In 2001 he made the shift from academic to industrial research and joined ABB Corporate Research in Västerås, Sweden. After a specialist career culminating in an appointment to Corporate Research Fellow in 2009, he from 2012 – July 2020 had multiple positions responsible for managing research inside ABB. For example from 2014-2019 he was funding and coordinating all Control research globally in ABB. He is now since August 2020 Corporate Research Fellow for Automation and Control.
University of Cambridge, UK
University of California, USA
Applications of machine learning of dynamic systems
Mihaela van der Schaar is the John Humphrey Plummer Professor of Machine Learning, Artificial Intelligence and Medicine at the University of Cambridge, a Fellow at The Alan Turing Institute in London, and a Chancellor’s Professor at UCLA.
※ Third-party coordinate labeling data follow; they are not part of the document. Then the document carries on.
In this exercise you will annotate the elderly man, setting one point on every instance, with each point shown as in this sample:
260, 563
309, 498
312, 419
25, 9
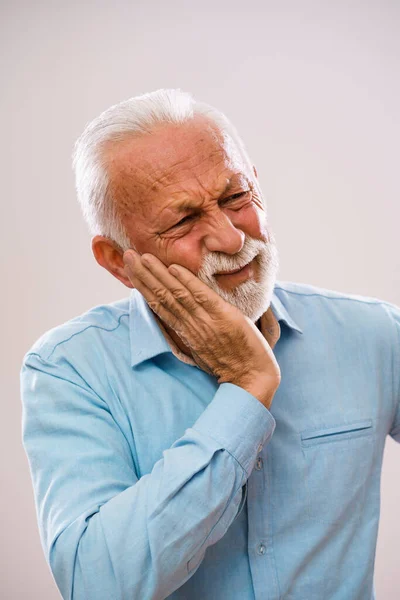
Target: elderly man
218, 434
Mihaela was elected IEEE Fellow in 2009. She has received numerous awards, including the Oon Prize on Preventative Medicine from the University of Cambridge (2018), a National Science Foundation CAREER Award (2004), 3 IBM Faculty Awards, the IBM Exploratory Stream Analytics Innovation Award, the Philips Make a Difference Award and several best paper awards, including the IEEE Darlington Award.
Mihaela’s work has also led to 35 USA patents (many widely cited and adopted in standards) and 45+ contributions to international standards for which she received 3 International ISO (International Organization for Standardization) Awards.
In 2019, she was identified by National Endowment for Science, Technology and the Arts as the most-cited female AI researcher in the UK. She was also elected as a 2019 “Star in Computer Networking and Communications” by N²Women. Her research expertise spans signal and image processing, communication networks, network science, multimedia, game theory, distributed systems, machine learning and AI.
Mihaela’s research focus is on machine learning, AI and operations research for healthcare and medicine.